Dublin City Council has said the unauthorised shopfronts of Supermac’s and its sister outlet Papa John’s at 26-27, Essex Street East, are inappropriate on what is an important thoroughfare through the conservation area of Temple Bar.
Supermac’s is appealing the council’s decision to An Bord Pleanála.
The company took over the premises formerly occupied by Hungry Harry’s fish and chip shop, which closed after it was twice refused permission to use the building as a takeaway.
Supermac’s changed the stone and steel modern shopfront on the 1990s building to a replica traditional front with ornamental columns and cornicing, and its corporate logo.
It made the change without seeking planning permission from the council but last April applied for permission to retain the shopfronts and signs.
The council refused permission.
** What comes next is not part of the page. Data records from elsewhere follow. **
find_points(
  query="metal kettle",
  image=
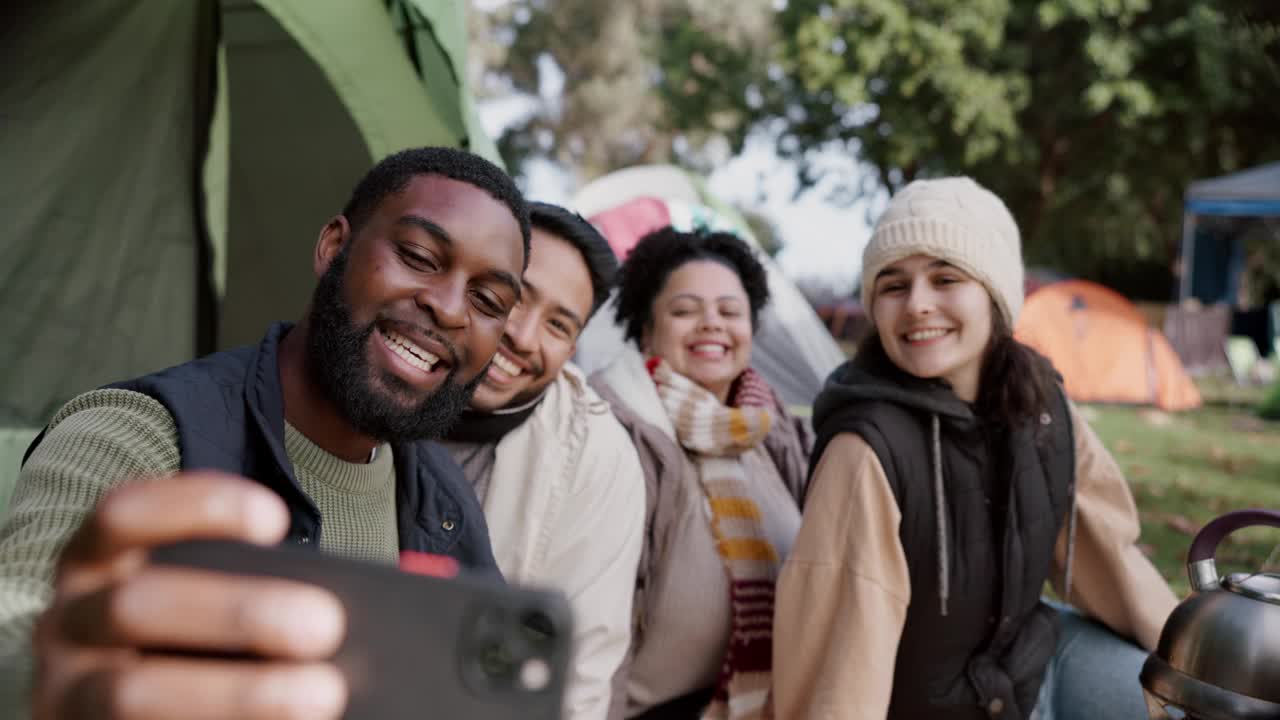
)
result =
(1219, 654)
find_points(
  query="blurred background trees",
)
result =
(1088, 117)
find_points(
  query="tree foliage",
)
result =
(1088, 117)
(634, 76)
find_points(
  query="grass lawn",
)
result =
(1189, 468)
Its planner’s report said the use of a “reproduction traditional-style shopfront is inappropriate in this modern four storey building”.
In its decision the council said allowing the retention of the signs would be “seriously injurious to the character and amenities of this pedestrian street located in a conservation area and important tourist linkage route in the city centre”. As such it would be contrary to the proper planning and sustainable development of the area.
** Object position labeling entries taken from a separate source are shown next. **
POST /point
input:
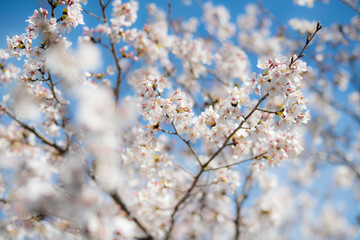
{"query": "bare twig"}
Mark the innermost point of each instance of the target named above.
(38, 134)
(308, 40)
(124, 207)
(197, 177)
(239, 204)
(258, 157)
(352, 6)
(188, 144)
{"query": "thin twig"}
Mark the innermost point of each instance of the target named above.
(197, 177)
(93, 15)
(240, 203)
(188, 144)
(308, 40)
(42, 137)
(171, 22)
(258, 157)
(116, 197)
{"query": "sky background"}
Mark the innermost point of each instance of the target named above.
(13, 15)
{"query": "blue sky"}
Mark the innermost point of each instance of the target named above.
(14, 14)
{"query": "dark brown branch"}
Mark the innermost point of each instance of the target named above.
(171, 22)
(188, 144)
(93, 15)
(239, 205)
(352, 6)
(308, 40)
(39, 135)
(197, 177)
(117, 199)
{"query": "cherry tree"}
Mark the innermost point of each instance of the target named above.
(164, 130)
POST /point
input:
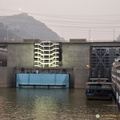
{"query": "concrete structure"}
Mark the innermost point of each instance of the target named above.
(75, 60)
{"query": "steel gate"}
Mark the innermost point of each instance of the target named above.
(101, 61)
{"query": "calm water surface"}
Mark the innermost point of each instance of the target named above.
(53, 104)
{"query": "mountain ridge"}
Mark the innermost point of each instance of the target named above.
(22, 26)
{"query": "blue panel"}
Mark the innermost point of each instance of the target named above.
(53, 80)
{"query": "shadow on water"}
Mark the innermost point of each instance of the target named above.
(53, 104)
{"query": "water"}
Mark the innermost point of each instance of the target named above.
(53, 104)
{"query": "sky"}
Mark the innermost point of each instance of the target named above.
(93, 20)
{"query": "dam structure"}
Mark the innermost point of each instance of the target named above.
(82, 61)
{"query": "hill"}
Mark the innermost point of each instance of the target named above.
(23, 26)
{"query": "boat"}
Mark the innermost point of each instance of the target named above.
(99, 89)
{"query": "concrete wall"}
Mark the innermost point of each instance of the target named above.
(6, 77)
(77, 56)
(20, 55)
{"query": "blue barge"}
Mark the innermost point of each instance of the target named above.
(42, 80)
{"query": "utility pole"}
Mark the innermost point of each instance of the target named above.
(89, 34)
(113, 34)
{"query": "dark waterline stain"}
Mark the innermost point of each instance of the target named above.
(53, 104)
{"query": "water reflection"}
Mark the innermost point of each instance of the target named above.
(53, 104)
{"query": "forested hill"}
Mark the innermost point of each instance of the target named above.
(23, 26)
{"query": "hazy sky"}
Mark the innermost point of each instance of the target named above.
(90, 19)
In its appeal to An Bord Pleanála, Supermac’s said its shopfront was made of wood with a “colourful presentation” that was much more in keeping with the street than the steel finish of the original building. The signage was a small element of the development and was “restrained in its handling” the company said.
An Taisce has supported the council’s position and said a fast-food chain restaurant was the “antithesis” of the Temple Bar cultural quarter.
It said there was a growing alarm about the condition of Temple Bar “with the proliferation of fast-food outlets and the loss of independent character being some of the main concerns”.
“The premises at 26-27 Essex Street is a modern building, intended to be distinct from the historic fabric of the area. The traditional style shopfront fitted is inappropriate in this regard and should be removed and the original shopfront with its stone facing and steel-framed windows and doors reinstated.”